自然災害の多くは、ある意味自然が営む摂理です。その影響は、時間をかけて自然自身が治癒していきます。人にとっては災害であっても、自然にとっては必要なものもあると言われています。台風などで大木がなぎ倒されることで、林床に日差しが入り込みやすくなり、自然の食物連鎖のサイクルが保たれていたりします。人の生活に大きな影響がないのであれば、自然の成すがままにしておくことが自然保護の鉄則だと思います。
キバナノショウキラン
(黄花の鍾馗蘭、学名:Yoania amagiensis)
キバナノショウキラン(黄花の鍾馗蘭、学名:Yoania amagiensis)は、環境省の絶滅危惧1B類(EN)指定される極めて希少な植物です。昨年は見ることができませんでしたが、今年は5か所で芽吹いている姿を確認できました。元々、極めて個体数が少なく、この山域でも芽生える年もあれば、まったく確認できない年もありました。近年、大きな株が確認されたり、今年のように確認される個所数が増えたりしていることは、とても喜ばしいことです。光合成をせずに菌類から栄養を奪う腐生植物で多年草ですが、必ずしも毎年同じ株が芽吹くとは限りません。沢沿いや樹林下の日当たりが悪い湿った場所に生息しています。傷みやすい花には、ラン科特有の唇弁がありますがあまり目立ちません。その下に距(でっぱり)を発達させており、しゃくれた顎のように見えます。花の大きさは直径約2cmであまり開きません。花を構成する3枚の萼片(側萼片と背萼片)が開くと、道教系の神である鍾馗に似ていることが名前の由来になっています。地上から太い花茎が伸び、触ると柔らかい花が10数個上向きに咲きます。背丈は20cm前後です。受粉すると上向きだった花柄が下に倒れて結実します。関東から西に分布し、主に太平洋岸側で見つけられますが、極めて個体数は少なく滅多に見ることができない種です。
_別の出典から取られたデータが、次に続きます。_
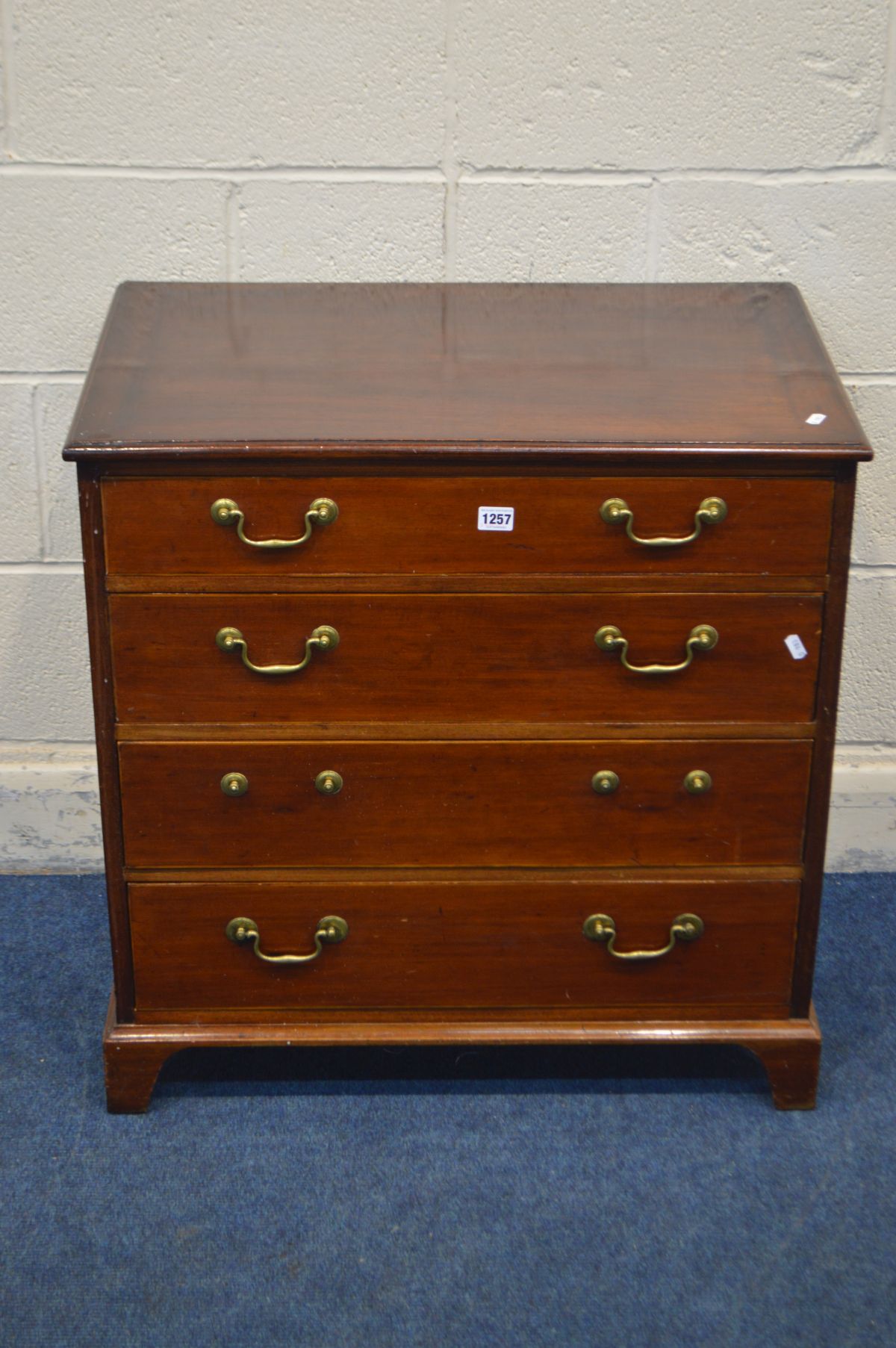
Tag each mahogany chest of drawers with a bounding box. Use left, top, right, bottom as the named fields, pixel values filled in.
left=65, top=283, right=871, bottom=1111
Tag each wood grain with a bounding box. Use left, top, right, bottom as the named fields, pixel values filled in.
left=61, top=283, right=866, bottom=459
left=120, top=740, right=811, bottom=867
left=129, top=881, right=799, bottom=1013
left=109, top=593, right=822, bottom=737
left=104, top=473, right=831, bottom=586
left=102, top=1000, right=822, bottom=1114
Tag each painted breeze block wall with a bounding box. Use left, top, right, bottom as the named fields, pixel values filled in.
left=0, top=0, right=896, bottom=871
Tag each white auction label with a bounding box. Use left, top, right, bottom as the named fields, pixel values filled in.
left=476, top=506, right=514, bottom=531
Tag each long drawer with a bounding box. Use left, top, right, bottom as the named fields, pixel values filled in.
left=102, top=474, right=831, bottom=577
left=120, top=740, right=811, bottom=868
left=109, top=593, right=822, bottom=725
left=129, top=880, right=799, bottom=1015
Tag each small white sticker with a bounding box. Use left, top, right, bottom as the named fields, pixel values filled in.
left=476, top=506, right=514, bottom=532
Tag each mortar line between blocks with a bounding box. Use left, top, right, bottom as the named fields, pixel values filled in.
left=0, top=558, right=84, bottom=576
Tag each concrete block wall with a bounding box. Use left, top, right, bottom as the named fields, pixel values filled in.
left=0, top=0, right=896, bottom=869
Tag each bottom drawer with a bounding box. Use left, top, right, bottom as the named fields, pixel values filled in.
left=129, top=879, right=799, bottom=1015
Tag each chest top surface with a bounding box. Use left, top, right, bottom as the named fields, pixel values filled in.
left=65, top=282, right=869, bottom=459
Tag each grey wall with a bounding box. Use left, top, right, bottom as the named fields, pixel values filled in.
left=0, top=0, right=896, bottom=867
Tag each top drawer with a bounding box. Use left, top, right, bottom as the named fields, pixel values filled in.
left=102, top=476, right=833, bottom=577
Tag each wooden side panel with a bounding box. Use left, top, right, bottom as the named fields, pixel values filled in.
left=104, top=474, right=831, bottom=583
left=78, top=464, right=134, bottom=1022
left=792, top=465, right=856, bottom=1016
left=120, top=740, right=811, bottom=868
left=109, top=593, right=822, bottom=737
left=131, top=880, right=799, bottom=1013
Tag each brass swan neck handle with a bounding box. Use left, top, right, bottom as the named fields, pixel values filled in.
left=211, top=496, right=340, bottom=549
left=601, top=496, right=727, bottom=547
left=224, top=918, right=349, bottom=964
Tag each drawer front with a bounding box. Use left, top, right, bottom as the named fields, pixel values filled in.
left=129, top=880, right=799, bottom=1015
left=109, top=593, right=822, bottom=724
left=102, top=476, right=833, bottom=576
left=120, top=740, right=811, bottom=868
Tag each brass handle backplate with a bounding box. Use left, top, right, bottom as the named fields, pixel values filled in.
left=601, top=496, right=727, bottom=547
left=211, top=496, right=340, bottom=549
left=214, top=626, right=340, bottom=674
left=582, top=913, right=703, bottom=960
left=594, top=623, right=718, bottom=674
left=224, top=918, right=349, bottom=964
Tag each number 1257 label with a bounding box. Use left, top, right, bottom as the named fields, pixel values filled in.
left=476, top=506, right=514, bottom=529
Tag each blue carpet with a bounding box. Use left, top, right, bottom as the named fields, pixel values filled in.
left=0, top=875, right=896, bottom=1348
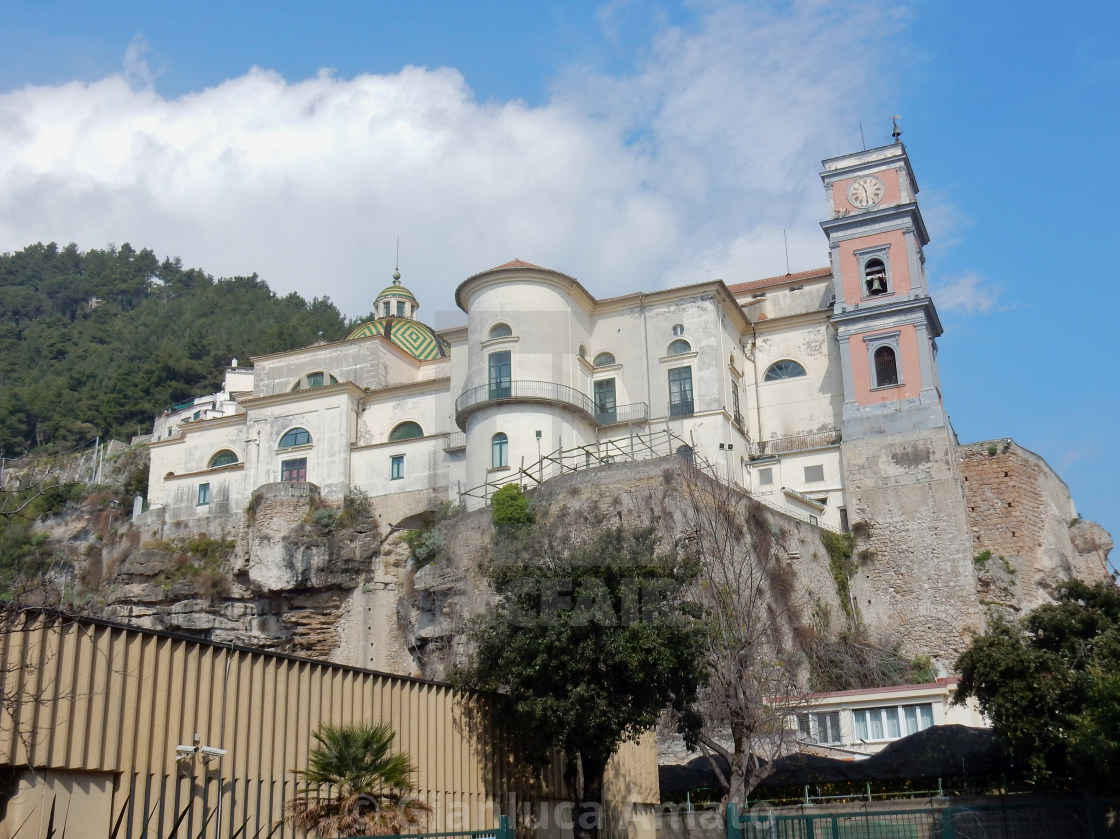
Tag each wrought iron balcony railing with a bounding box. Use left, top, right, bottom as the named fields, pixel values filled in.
left=455, top=380, right=650, bottom=430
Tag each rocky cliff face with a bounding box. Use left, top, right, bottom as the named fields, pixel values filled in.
left=13, top=441, right=1112, bottom=679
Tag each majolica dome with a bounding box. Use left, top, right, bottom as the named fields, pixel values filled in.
left=346, top=271, right=451, bottom=361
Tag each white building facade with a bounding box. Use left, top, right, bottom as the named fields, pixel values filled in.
left=148, top=138, right=940, bottom=530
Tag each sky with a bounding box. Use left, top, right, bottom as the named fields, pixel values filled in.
left=0, top=0, right=1120, bottom=569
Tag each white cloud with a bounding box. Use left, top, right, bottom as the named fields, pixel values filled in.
left=0, top=0, right=897, bottom=321
left=932, top=271, right=1004, bottom=315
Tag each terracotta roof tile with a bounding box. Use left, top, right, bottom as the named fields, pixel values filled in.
left=491, top=259, right=544, bottom=271
left=727, top=268, right=832, bottom=295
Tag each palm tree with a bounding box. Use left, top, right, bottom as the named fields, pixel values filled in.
left=286, top=725, right=428, bottom=839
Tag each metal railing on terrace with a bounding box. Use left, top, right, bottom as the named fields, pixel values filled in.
left=747, top=428, right=840, bottom=459
left=455, top=379, right=650, bottom=430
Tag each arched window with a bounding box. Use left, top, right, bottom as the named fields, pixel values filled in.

個体数が増えることは喜ばしいことですが、一方でヤマレコなどの情報サイトの無責任な情報公開も後を絶ちません。多くの人が山を楽しみ、花を楽しむための情報交換は、これからも自由に行われるべきだと思います。ただ、自分だけのためにむやみに情報を隠す「似非愛好家」も褒められたものではありませんが、ログ記録などまで一般的に公開することは、やはり不用意、不注意と言わざるを得ないと思います。貴重な自然の姿を後世に残すためにも、山を歩くなら最低限の知識と思慮を持ち合わせてほしいものです。サイト運営者のモラルも問われる時代です。